Path -- Article Path

Brad Templeton Internal Page

The Path header shows the route a message took from its entry into the USENET system to the current system. It is a list of site identifiers with the origin on the right.

Form of Path:

PATH-ENTRY	=	old_path / new_path 

old_id		=	1*( ALPHA / digit / '-' | '.' | '_') 
old_path	=	old_id *(punctuation old_id) 
punctuation	=	LWSP / %x21-2f / %x3a-40 / %x5b-60 / %x7b-7f 
new_delims	=	[FWS] ('@' / '/' / ',' ) [FWS] 
new_path	=	post_injection '%' pre_injection 
delim_plus_id	=	'!' [FWS] old_id 
			/ new_delims site_id 

post_injection	=	*(site_id 1*punctuation) site_id 
pre_injection	=	site_id *delim_plus_id 
site_id		=	ALPHA word 		; UUCP name 
			/ ALPHA			; for "x" tail entry 
			/ '.' word		; other registered name 
			/ <FQDN>		; as per RFC 1034 
			/ <dotted-quad>		; numeric IP address rep 
						; specified in rfc820 etc. 
			/ '[ dotted-quad ']'  
			/ '[' <ipv6-numeric> ']' ; per RFC1884 
word		=	1*(ALPHA / digit / '-' / '_')

When a system receives a message from another system, it MUST add its own unique name (path-identity) and a delimiter to the beginning of the Path string. In addition, if needed, folding-whitespace may be added.

The path-identity added MUST be unique over all of USENET. To this end it should be one of:

A name registered previously in the UUCP maps database (found in the newsgroup comp.mail.maps), containing no dot character. The UUCP name was often used as the path-identity in the early days of USENET. Use of this registry is less common today. Entries should be at least two characters long.
A name registered in some other database committed to keep its names unique from all other databases and all other encodings in this list. Any such database must define a form that can be listed in a web-based appendix to this document, so that the database type can be discerned from the entry. It is recommended that such entries begin with a dot, and then a unique alphabetic string allocated by a central registry, so that they can be told from FQDNs immediately. The string ".A" is reserved.
The fully qualified domain name, retrievable in the Internet DNS service, of the host. For sites not on the internet this can be the FQDN of an MX record for their mail server, providing sites that receive articles from this site have some way to verify that MX-only FQDN.
An encoding of an IP address -- dotted quad or for IPv6 as per RFC1884. Encodings using SHOULD NOT be used prior to Verified-Path-date.

Whichever form is chosen, a site SHOULD use a form which can be verified using one of the schemes described below by all sites to which it will forward news articles. If all forwarding is by NNTP or other internet based protocols, then the FQDN or IP address encodings are advised. For the purposes of comparison, FQDN entries should be put in an all-lower-case canonical form.

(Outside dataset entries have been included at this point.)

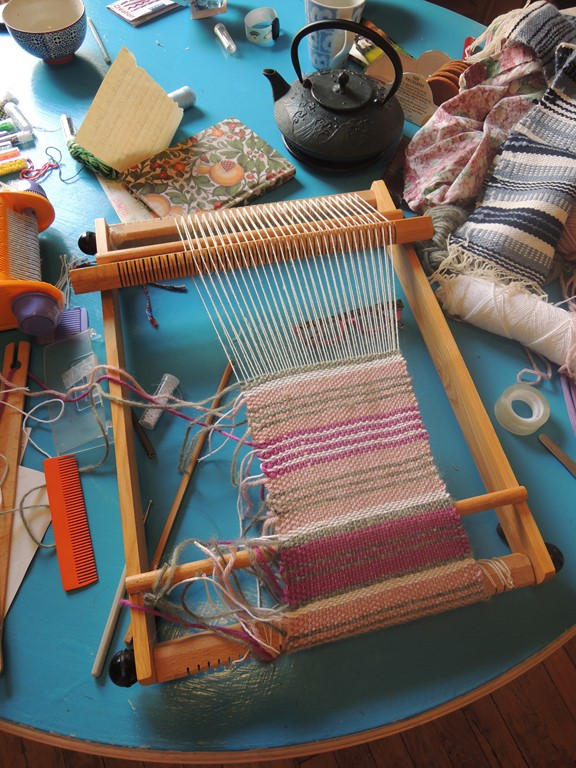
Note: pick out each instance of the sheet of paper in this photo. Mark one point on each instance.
(131, 117)
(23, 548)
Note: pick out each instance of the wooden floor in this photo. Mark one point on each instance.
(530, 723)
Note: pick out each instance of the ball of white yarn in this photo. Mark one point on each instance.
(513, 313)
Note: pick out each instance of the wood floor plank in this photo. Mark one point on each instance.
(42, 755)
(355, 757)
(81, 760)
(425, 748)
(570, 649)
(12, 754)
(391, 752)
(493, 735)
(562, 670)
(459, 741)
(325, 760)
(538, 719)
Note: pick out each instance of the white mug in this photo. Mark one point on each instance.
(329, 47)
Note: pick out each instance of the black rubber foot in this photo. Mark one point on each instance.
(87, 243)
(555, 553)
(122, 669)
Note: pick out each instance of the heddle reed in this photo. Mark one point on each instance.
(223, 250)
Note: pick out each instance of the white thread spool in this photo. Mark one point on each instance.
(168, 384)
(512, 313)
(184, 97)
(512, 421)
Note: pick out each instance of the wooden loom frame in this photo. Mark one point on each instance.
(132, 254)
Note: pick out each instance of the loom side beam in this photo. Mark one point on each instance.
(519, 526)
(15, 369)
(133, 533)
(134, 234)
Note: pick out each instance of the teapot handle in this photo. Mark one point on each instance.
(349, 26)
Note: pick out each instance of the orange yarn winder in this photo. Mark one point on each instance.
(26, 301)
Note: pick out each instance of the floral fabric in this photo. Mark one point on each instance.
(222, 166)
(449, 157)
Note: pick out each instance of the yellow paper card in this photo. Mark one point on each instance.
(131, 117)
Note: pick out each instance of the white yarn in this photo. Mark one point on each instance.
(513, 313)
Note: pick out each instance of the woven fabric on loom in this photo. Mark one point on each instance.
(367, 534)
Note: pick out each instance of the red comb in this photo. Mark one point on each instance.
(70, 523)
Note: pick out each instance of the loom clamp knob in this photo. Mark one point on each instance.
(122, 669)
(87, 243)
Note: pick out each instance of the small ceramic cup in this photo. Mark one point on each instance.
(53, 30)
(327, 49)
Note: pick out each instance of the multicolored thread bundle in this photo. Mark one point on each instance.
(365, 531)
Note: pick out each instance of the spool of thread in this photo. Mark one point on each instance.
(512, 421)
(513, 313)
(184, 97)
(167, 385)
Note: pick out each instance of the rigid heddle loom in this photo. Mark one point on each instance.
(358, 530)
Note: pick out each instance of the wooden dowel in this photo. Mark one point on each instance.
(398, 231)
(188, 655)
(143, 582)
(185, 481)
(145, 264)
(123, 235)
(492, 500)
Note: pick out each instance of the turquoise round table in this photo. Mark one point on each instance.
(336, 695)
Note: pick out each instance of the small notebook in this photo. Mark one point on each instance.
(220, 167)
(138, 12)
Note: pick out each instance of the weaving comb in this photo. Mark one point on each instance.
(69, 522)
(133, 254)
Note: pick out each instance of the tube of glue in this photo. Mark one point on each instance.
(224, 37)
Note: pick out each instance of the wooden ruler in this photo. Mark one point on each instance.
(15, 369)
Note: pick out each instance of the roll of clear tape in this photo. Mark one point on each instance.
(512, 421)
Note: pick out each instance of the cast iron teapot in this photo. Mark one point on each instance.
(338, 118)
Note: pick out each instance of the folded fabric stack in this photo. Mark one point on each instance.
(496, 165)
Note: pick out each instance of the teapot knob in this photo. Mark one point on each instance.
(342, 79)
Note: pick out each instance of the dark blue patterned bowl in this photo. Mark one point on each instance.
(53, 30)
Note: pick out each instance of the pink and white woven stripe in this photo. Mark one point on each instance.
(367, 533)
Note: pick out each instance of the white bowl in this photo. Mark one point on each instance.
(53, 30)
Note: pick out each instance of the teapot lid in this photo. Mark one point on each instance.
(340, 89)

Because RFC1036 specified any punctuation or whitespace could act as delimiter, programs SHOULD accept this, with the exception that IPv6 addresses containing colons MUST be treated as a single unit. Modern programs MUST generate only the set "!,%@" plus optional additional whitespace.

When a site receives an article from another site, it SHOULD (MUST after Verified-Path-Date), verify the identity of the source site. When processing an article from a source, the leftmost entry of the Path line should be extracted, converted to a canonical form, and tested to see if it matches the canonical form of the verified identity of the source. If it does, a "," should be used as the delimiter, and thus the comma, and then the receiving site's path-identity MUST be prepended to the Path line. The method of verification is up to the site. Any method of suitable authenticity may be chosen, with the consideration that in the event of problems at the source site, the relaying site may be called upon to reliably identify it. Verification schemes for the most common forms of article transmission are described below.

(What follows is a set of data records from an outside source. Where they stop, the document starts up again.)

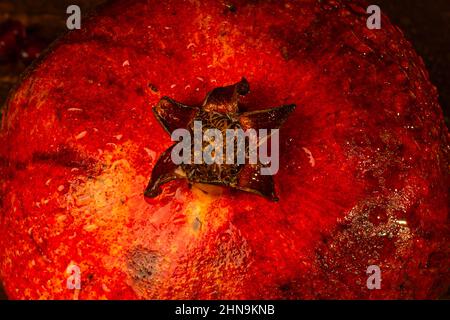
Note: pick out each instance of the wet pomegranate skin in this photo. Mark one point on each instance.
(363, 176)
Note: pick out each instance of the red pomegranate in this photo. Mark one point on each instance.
(364, 159)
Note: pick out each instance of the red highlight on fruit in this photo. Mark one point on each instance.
(363, 177)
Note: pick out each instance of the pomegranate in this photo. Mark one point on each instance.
(364, 158)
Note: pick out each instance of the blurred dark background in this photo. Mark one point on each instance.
(38, 22)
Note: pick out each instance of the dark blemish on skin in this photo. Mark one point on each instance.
(65, 157)
(153, 87)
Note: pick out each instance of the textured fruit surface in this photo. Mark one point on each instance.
(363, 174)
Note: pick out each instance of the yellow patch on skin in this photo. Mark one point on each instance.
(201, 214)
(102, 205)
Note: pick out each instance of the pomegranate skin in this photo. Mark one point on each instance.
(364, 159)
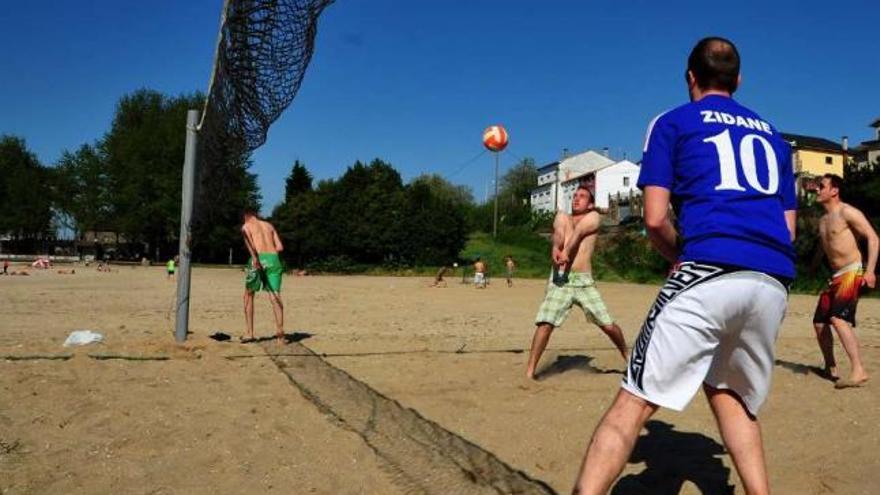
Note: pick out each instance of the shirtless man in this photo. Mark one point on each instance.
(838, 230)
(479, 274)
(263, 272)
(574, 238)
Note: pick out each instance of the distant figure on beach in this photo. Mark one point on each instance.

If the leftmost entry does not match the verified identity of the source, then the receiving site should prepend an "@" delimiter, then a simple form of the verified identity of the source, then a "," delimiter and then the receiving site's own path-identity. This adding of two identities to the line should not be done if the provided and verified identities match. For articles received from an internet source, the 32 bit IPv4 address or properly verified FQDN, whichever is shorter, is encouraged for the generated ID.

Tail Entry

For historical reasons, the rightmost entry in the Path string generated by most systems is not a site name, but a "user name." However, the Path string is not an E-mail address and MUST NOT be used to contact the user. Injecting agents MAY place any string here that is not a path-identity. If no meaning is anticiated the string "x" SHOULD be used.

RFC1036 suggested that the last entry could be a site name, requiring software to check it when feeding, but said it also should have a userid for very old systems. As of this specification, a systems SHOULD NOT treat the tail entry as a path-identity.

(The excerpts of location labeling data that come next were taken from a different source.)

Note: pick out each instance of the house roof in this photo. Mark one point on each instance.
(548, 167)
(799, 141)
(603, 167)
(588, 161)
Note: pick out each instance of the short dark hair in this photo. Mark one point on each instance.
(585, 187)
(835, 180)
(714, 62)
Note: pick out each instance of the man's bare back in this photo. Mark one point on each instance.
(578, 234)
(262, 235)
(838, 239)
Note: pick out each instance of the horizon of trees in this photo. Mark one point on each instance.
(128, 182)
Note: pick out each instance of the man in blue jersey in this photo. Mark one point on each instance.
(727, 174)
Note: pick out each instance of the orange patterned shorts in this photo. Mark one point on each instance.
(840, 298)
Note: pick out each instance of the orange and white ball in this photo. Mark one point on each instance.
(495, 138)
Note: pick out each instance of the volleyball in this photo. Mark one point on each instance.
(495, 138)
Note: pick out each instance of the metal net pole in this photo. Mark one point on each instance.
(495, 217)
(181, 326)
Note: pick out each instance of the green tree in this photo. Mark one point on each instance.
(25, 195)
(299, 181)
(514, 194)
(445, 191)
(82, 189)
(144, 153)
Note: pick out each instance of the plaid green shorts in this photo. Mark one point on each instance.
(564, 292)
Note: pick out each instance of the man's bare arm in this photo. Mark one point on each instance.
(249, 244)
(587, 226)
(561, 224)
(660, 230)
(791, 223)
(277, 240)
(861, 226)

Typically this field will be the only entry on the Path string generated by a poster, or if not generated by the poster, by the injecting agent, which will prepend a "%" and then its own verifiable path-identity. The percent divides the verified part of the Path line from any entries provided prior to injection into the news network. There may be more than one entry after the percent, and all but the last are to be treated as sites.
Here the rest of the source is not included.